LEED-certification of UTC Library

The UTC community is proud that this building is LEED-certified Silver. LEED, which means Leadership in Energy & Environmental Design, is a green building certification program that provides third-party recognition that a building is designed, built, and operates with respect to the environment. The LEED-certification process is a holistic approach that considers the construction process, building systems, furnishings, features, and daily operations.

A thoughtful approach….

Conservation efforts began with pre-construction and design. During site preparation, the asphalt and concrete from the existing parking lot were collected for recycling, diverting construction waste from our local landfill.  Almost 25% of the Library was constructed with recycled materials, significantly reducing the demand for virgin raw materials. Nearly 40% of the building materials were sourced close to the UTC campus, supporting our regional economy, as well as reducing transport fuel consumption and the associated pollution. Landscaping design includes native vegetation, green spaces, and walkways laid with pervious pavers where possible.  

Breathe easier….

Interior finishing materials such as carpet, fabrics, paints and sealants were carefully selected to meet strict emissions standards for volatile organic compounds as well as considering aesthetics and durability. This improved the working environment for installers as well as on-going indoor air quality for library occupants. 

Supporting local….

Recycled content and/or sustainable products were used wherever possible. For example, the carpet manufacturer is one of the world’s leading users of recycled bottles in their floor materials and their manufacturing facilities are located less than 30 miles away from Chattanooga. Cork flooring, a renewable resource regarded as the best choice for natural sound insulation, allergen control, insulation, and fire resistance, is used in all public circulation corridors as well as many adjacent spaces.

Every aspect considered….

The products used in the construction of the Library meet LEED standards which means that the air inside contains less harmful chemicals than in a non-LEED- certified building, creating a healthier indoor environment.

The building was designed to incorporate daylighting and impressive views into a large percentage of the spaces; this increases the energy efficiency of the building and contributes to the occupants’ thermal and visual comfort. Highly efficient digital controls of heat and air conditioning also contribute to energy conservation.

From top to bottom….

On each floor of the building you will find water fountains, bottle-filling stations and recycling stations. An additional bottle station, donated in partnership with the Tennessee Clean Water network, will be located at the new Derthick Hall adjacent to the Library. These stations encourage the use of refillable containers to reduce the number of plastic bottles introduced into our landfills.

Restrooms, custodial closets, and staff breakrooms are equipped with high-efficiency plumbing fixtures to further conserve water and reduce the flow of domestic water through the building. Restroom water closets are outfitted with fixtures that reduce cold water flow to 1.28 gallons per flush (versus 1.6 GPF).

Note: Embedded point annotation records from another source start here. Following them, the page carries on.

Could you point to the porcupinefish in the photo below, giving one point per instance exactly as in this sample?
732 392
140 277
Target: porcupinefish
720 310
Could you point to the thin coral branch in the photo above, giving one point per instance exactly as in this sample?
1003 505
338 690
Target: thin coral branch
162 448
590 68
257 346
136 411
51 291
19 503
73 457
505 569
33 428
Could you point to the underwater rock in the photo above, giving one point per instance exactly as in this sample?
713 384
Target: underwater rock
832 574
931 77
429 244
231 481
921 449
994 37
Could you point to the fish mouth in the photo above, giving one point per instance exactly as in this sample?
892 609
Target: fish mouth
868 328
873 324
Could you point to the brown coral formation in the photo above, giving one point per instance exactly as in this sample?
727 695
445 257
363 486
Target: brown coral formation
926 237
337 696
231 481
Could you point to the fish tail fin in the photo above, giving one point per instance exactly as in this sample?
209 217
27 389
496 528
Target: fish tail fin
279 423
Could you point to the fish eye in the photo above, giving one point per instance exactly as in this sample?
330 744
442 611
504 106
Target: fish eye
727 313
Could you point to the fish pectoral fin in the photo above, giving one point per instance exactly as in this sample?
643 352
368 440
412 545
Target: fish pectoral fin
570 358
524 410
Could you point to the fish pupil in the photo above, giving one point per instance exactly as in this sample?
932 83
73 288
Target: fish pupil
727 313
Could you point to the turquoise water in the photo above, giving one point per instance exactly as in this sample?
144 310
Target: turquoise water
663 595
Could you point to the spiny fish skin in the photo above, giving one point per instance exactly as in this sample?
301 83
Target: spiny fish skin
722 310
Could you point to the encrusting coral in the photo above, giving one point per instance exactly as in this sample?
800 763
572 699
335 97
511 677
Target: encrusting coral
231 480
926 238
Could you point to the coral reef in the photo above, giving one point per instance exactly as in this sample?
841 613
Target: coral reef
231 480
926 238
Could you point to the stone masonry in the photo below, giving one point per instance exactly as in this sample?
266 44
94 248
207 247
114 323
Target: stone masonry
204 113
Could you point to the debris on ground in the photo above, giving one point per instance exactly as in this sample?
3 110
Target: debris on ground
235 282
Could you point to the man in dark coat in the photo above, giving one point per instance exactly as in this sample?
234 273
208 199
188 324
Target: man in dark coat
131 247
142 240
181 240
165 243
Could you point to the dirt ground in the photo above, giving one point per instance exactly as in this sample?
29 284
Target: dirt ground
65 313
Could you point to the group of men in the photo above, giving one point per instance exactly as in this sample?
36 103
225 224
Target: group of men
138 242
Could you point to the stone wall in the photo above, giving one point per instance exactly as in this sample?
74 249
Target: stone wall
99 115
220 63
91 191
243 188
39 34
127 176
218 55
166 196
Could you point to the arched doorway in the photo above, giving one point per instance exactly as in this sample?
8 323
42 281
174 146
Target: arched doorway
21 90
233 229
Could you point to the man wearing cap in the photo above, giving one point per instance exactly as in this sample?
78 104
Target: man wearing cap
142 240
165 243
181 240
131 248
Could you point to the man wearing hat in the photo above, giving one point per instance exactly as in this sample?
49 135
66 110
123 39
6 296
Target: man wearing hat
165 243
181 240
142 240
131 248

Starbucks wasn’t forgotten….

The Starbucks features a 2,300 ft2 green roof made of 100% biodegradable materials. The green roof is part of a stormwater management system which reduces rainwater runoff. The rest of the system is located deep underneath the building, where two 24,000 gallon water retention tanks capture rainwater and the cooling system’s condensation. This water is held for irrigation, and any excess is gradually released to avoid overflow of drainage systems during heavy rainfall. The Library is on the new automated, campus-wide irrigation system, which further reduces water consumption. Other roofing materials were selected for their highly reflective surfaces, reducing solar heat gain inside the building as well as the heat island effect around the site.